I. Procédures civiles d’exécution
- TJ Bordeaux, Jex droit commun, 12 mars 2024, n° 23/08559 N° Lexbase : A62152UQ
- CA Paris, 1, 10, 22 février 2024, n° 23/05886 N° Lexbase : A03772QZ
- CA Paris, 1, 10, 7 mars 2024, n° 23/11663 N° Lexbase : A87692TX
- CA Lyon, 22février 2024, n° 20/06309 N° Lexbase : A03462QU
- TJ Paris, PCP JCP fond, 14 février 2024, n° 23/04623 N° Lexbase : A97852MD
- TJ Paris, 3ème chambre, 3ème section, 13 mars 2024, n° 20/10831 N° Lexbase : A87682UB
I. Procédures civiles d’exécution
Se prévalant d’une contrainte en date du 18 août 2023, un créancier a fait diligenter une saisie sur les comptes bancaires de son débiteur, régulièrement dénoncée.
Par acte de commissaire de justice en date du 13 octobre 2023, le débiteur a fait assigner le créancier devant le juge de l’exécution du tribunal judiciaire de Bordeaux afin de bénéficier de délais de paiement et subsidiairement de voir annulée la mesure de saisie. En effet, il fait valoir que la saisie-attribution a été réalisée sur un compte joint mais n’a pas fait l’objet d’une dénonciation à sa conjointe cotitulaire, impliquant la nullité de cet acte. Le créancier ne partage bien évidemment pas cet avis et soutient que la saisie-attribution est valide, l’absence de dénonciation au tiers cosaisi n’étant pas sanctionnée par la nullité ou la caducité du procès-verbal de saisie.

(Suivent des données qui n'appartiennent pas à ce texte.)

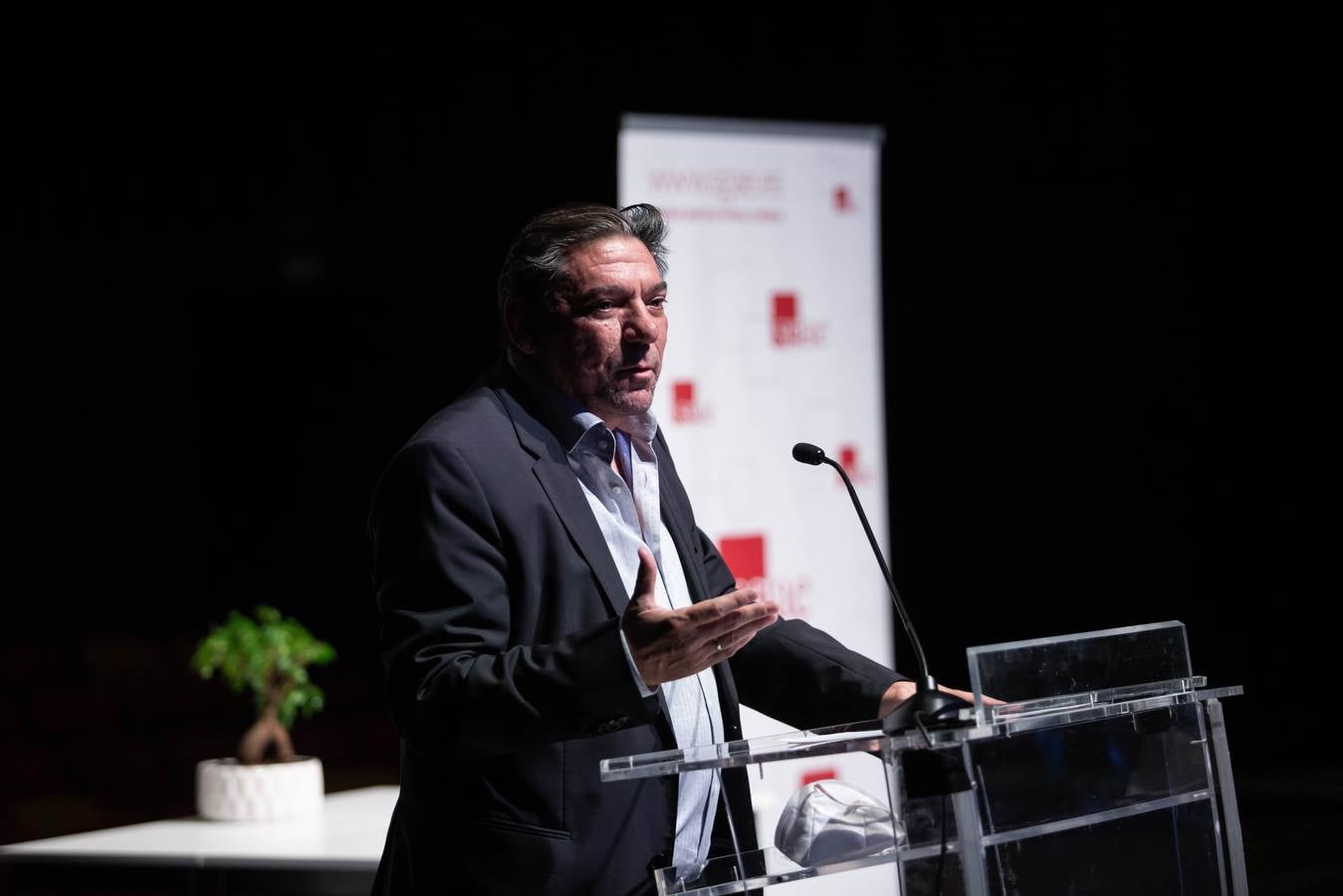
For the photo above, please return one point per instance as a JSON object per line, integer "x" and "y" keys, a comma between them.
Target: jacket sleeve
{"x": 457, "y": 683}
{"x": 796, "y": 673}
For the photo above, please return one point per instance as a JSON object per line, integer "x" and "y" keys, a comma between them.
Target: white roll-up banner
{"x": 774, "y": 308}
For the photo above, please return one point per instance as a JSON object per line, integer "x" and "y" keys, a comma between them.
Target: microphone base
{"x": 935, "y": 708}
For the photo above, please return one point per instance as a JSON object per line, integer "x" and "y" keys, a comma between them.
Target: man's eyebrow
{"x": 615, "y": 292}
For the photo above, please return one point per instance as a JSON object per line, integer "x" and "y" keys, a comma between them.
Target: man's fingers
{"x": 646, "y": 580}
{"x": 740, "y": 635}
{"x": 754, "y": 614}
{"x": 708, "y": 611}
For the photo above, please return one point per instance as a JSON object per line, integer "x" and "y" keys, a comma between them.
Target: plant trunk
{"x": 266, "y": 733}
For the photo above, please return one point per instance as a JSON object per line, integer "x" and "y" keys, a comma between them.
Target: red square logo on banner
{"x": 745, "y": 555}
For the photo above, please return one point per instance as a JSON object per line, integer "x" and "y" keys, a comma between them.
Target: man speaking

Pour fonder sa décision, le juge retient tout d’abord que l’article R. 211-22 du Code des procédures civiles d’exécution N° Lexbase : L2228ITP fait obligation au commissaire de justice réalisant la saisie-attribution sur un compte joint de dénoncer cet acte au cotitulaire. S’il ignore l’identité de celui-ci, l’établissement bancaire accomplit cette diligence qui n’est pas prescrite à peine de caducité et de nullité. Néanmoins, en l’espèce, le procès-verbal ne fait pas ressortir l’identité du cotitulaire. Le juge en conclut que le défaut de cette mention et de dénonciation postérieure à cette personne n’étant pas sanctionné, il ne peut en être tiré un motif d’annulation de la mesure de saisie pratiquée.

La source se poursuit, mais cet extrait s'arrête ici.